A Search for Beauty and Truth Through the Love of Hedgehogs
Saturday, March 7, 2009
Bronislaw Malinowski is not a name that brings images flooding into most people's minds, evoking memories of great moments of our youth, or of inspiring achievements that staggered and changed the world. One does not respond to the name as one might to that of Geoff Hurst or Ian Botham, Charles Darwin, Julius Caesar, Albert Einstein or Winston Churchill.
OK, the point is made, I think, but in the fields of applied linguistics and social anthropology he is acknowledged as having developed a new background against which to set research, so important as to change the nature of these fields. His great contribution was context.

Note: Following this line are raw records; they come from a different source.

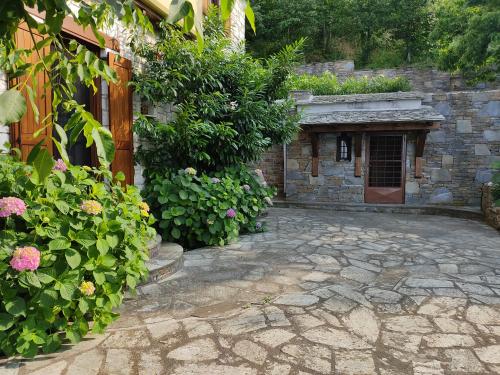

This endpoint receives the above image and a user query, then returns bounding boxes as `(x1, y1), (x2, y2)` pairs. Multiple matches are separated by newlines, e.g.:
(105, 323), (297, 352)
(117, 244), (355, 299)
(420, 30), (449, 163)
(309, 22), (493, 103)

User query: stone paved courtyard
(0, 208), (500, 375)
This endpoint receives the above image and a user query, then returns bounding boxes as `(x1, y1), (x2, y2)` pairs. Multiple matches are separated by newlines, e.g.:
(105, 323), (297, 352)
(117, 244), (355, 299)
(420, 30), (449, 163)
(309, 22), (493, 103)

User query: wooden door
(365, 134), (406, 203)
(108, 53), (134, 185)
(10, 24), (52, 160)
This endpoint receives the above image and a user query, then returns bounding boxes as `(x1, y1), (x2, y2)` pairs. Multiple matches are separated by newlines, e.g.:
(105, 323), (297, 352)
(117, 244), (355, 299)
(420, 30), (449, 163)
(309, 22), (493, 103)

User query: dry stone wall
(260, 61), (500, 207)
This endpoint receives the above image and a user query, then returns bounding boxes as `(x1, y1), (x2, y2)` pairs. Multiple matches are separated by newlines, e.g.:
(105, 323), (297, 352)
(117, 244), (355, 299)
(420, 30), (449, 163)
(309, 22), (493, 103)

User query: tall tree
(431, 0), (500, 80)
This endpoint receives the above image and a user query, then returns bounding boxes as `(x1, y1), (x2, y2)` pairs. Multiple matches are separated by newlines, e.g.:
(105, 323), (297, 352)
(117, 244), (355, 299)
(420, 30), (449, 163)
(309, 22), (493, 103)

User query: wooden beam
(26, 7), (120, 52)
(302, 122), (439, 133)
(354, 134), (363, 177)
(311, 133), (319, 177)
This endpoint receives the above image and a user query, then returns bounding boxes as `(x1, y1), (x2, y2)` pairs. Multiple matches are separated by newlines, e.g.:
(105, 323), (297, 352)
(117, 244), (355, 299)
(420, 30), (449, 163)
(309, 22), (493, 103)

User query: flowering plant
(0, 155), (154, 357)
(144, 167), (275, 248)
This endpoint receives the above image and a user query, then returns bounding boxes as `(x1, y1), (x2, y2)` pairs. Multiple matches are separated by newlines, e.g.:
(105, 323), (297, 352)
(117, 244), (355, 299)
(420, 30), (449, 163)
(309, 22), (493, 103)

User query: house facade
(0, 0), (245, 185)
(259, 62), (500, 207)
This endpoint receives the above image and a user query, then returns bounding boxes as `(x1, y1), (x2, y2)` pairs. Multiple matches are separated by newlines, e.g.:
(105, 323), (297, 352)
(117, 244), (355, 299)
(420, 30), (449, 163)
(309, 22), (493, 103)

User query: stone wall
(286, 132), (364, 203)
(297, 60), (498, 93)
(406, 90), (500, 206)
(259, 63), (500, 207)
(252, 145), (284, 197)
(481, 184), (500, 230)
(0, 71), (10, 152)
(229, 0), (246, 45)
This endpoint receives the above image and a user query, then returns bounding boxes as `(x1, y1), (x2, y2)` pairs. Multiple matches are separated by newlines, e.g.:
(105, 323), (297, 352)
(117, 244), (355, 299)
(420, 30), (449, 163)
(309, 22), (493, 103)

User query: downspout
(283, 143), (287, 200)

Malinowski wasn't in fact a linguist, but an anthropologist. He was born in 1884 in Krakow, then still a part of the Austro-Hungarian Empire. He is said to have been inspired by Frazer's 'The Golden Bough', in which he is not alone.
He was doing field work in the Trobriand Islands when the First World War broke out and he had little option but to stay there. He was thus forced into much closer observation of and contact with the local tribes. His research covered their languages, societies and the Kula system of ceremonial exchange.
During this period he developed the concept of particpant observation, setting out in great detail the procedures he had found essential to a proper understanding of the ways in which not only language, but all forms of social interaction, including the cultural, commercial and ritual, came about and came to have specific meaning. In other words, the context.
'Argonauts of the Western Pacific' is a very fine book, not easy to make sense of but providing, if you make your way through it, a grounding which will change the way you approach the interpretation of other people's behaviour.
The real reason I mention him, however, is that his life could be made into a very decent film script, with the nucleus of the story being the years he spent in Papua. Film scripts are not really my thing, and I don't see it as a novel, so I offer the idea to anyone who wants to do something with it.